C.3: The Societal Impact of Quantum Technologies

This is an essay question (500–800 words). Choose one of the following prompts:

(a) Shor's algorithm, when run on a fault-tolerant quantum computer, will break RSA encryption, which secures most of the internet's communication. Estimate the timeline for this threat, describe the countermeasures being developed (post-quantum cryptography), and argue for or against the claim that "quantum computing poses an existential threat to internet security."

(b) Quantum sensing could enable surveillance capabilities (seeing through walls, detecting submarines, monitoring underground facilities) that fundamentally alter the balance of power between states and between states and individuals. Discuss the ethical implications of quantum-enhanced surveillance, drawing parallels to the debate over encryption and privacy.

(c) The quantum computing industry has attracted over $30 billion in investment since 2015, much of it based on projections of future utility that have not yet materialized. Is the quantum technology sector in a "bubble"? Compare to the early internet (1990s) and AI (2010s) investment cycles, and argue for a nuanced position.


Part D: Research Frontier Questions (⭐⭐⭐⭐)

These open-ended questions have no single correct answer and are designed to develop research thinking.

D.1: Your Quantum Roadmap

Choose a specific application of quantum technology (e.g., nitrogen fixation catalyst design using quantum simulation, entanglement-enhanced gravitational wave detection, quantum-secure financial networks). Write a 1–2 page "technology roadmap" that identifies: - The current state of the art. - The key bottlenecks (scientific, engineering, economic). - The milestones that must be achieved. - A realistic timeline with clearly stated assumptions. - The competing classical approaches and why quantum is (or is not) expected to win.

D.2: Literature Deep Dive

Find and read one of the following papers (available on arXiv): - Preskill, "Quantum Computing in the NISQ Era and Beyond" (arXiv:1801.00862) - Degen, Reinhard, and Cappellaro, "Quantum Sensing" (arXiv:1611.02427) - Wehner, Elkouss, and Hanson, "Quantum internet: A vision for the road ahead" (arXiv:1808.03607) - Georgescu, Ashhab, and Nori, "Quantum Simulation" (arXiv:1308.6253)
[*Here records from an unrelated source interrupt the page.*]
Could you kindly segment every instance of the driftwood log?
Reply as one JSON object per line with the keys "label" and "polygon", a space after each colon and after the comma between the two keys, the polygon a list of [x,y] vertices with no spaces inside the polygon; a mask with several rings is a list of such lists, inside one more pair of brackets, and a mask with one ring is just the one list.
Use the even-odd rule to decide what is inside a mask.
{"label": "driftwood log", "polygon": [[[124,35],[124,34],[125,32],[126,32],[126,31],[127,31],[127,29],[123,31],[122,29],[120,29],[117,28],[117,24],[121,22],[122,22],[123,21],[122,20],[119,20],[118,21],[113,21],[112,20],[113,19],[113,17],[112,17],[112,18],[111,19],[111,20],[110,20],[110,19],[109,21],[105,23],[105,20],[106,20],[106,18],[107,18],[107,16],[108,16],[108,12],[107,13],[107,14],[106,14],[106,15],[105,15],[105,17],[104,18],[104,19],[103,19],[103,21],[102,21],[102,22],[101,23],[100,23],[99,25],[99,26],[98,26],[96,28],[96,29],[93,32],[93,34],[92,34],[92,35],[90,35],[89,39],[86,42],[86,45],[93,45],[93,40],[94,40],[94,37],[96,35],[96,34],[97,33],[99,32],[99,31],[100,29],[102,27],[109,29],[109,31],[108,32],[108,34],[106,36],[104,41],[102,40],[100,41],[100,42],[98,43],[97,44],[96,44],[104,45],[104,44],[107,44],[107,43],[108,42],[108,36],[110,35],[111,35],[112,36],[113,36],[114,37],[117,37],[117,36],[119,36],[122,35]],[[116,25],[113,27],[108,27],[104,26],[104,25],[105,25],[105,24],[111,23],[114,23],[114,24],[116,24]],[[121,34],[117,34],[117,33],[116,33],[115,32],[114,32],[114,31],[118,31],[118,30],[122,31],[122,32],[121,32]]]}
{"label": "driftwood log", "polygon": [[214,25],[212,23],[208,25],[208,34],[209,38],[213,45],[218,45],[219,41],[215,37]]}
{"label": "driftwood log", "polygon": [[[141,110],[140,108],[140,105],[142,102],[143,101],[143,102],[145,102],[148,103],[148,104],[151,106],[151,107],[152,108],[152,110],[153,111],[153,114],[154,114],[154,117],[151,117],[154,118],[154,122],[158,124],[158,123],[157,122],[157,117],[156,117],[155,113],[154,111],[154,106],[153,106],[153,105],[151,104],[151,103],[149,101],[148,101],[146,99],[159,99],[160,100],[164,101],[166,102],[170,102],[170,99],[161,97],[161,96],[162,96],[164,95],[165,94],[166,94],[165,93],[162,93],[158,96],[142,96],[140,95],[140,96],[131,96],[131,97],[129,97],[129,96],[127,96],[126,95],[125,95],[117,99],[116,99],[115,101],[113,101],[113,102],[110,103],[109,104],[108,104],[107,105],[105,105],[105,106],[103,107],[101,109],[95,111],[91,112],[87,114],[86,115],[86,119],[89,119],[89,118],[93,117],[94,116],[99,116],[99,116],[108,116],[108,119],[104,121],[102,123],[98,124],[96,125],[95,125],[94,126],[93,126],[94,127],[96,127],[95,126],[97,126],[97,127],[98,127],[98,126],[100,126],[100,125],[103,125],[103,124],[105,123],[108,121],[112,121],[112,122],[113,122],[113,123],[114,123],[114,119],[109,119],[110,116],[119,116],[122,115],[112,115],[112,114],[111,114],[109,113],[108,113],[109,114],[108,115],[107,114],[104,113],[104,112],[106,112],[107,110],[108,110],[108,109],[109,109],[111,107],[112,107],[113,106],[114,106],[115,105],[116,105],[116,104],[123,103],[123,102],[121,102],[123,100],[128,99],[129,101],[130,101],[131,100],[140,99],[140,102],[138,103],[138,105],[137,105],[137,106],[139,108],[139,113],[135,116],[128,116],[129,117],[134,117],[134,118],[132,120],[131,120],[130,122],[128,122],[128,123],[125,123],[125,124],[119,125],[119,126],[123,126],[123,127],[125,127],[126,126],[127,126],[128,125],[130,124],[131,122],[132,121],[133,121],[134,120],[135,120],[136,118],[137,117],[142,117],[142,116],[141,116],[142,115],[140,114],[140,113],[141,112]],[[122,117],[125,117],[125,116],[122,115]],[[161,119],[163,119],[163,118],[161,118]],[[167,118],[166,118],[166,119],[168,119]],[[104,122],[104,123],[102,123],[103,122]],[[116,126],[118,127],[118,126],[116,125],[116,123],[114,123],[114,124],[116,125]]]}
Write a 2-page critical summary following the paper-reading protocol in Section 30.7. Include: (1) the main question addressed, (2) the key results, (3) the strengths of the paper, (4) the weaknesses or limitations, and (5) one follow-up question or research direction the paper suggests.

D.3: Debate Preparation

Prepare for a structured debate on one of the following propositions: - "Quantum computing will never achieve commercially relevant advantage over classical computing." - "The many-worlds interpretation of quantum mechanics should be adopted as the consensus interpretation." - "Investment in quantum gravity research is a better long-term bet than investment in quantum computing."

For your assigned side (your instructor will assign pro or con), prepare a 5-minute opening statement and anticipate the three strongest counterarguments from the other side. Ground your arguments in the physics discussed in this chapter and the prerequisite chapters (24–29).

D.4: Quantum Ethics Framework

As quantum technologies mature, they raise novel ethical questions (dual-use concerns with quantum computing, surveillance implications of quantum sensing, access inequality in quantum education and workforce). Drawing on Section 30.8 and your own research, draft a one-page "Quantum Technology Ethics Framework" suitable for adoption by a quantum technology company. It should address: (1) responsible disclosure of capabilities and limitations, (2) dual-use risk assessment, (3) equitable access, and (4) environmental impact (cooling requirements, energy consumption).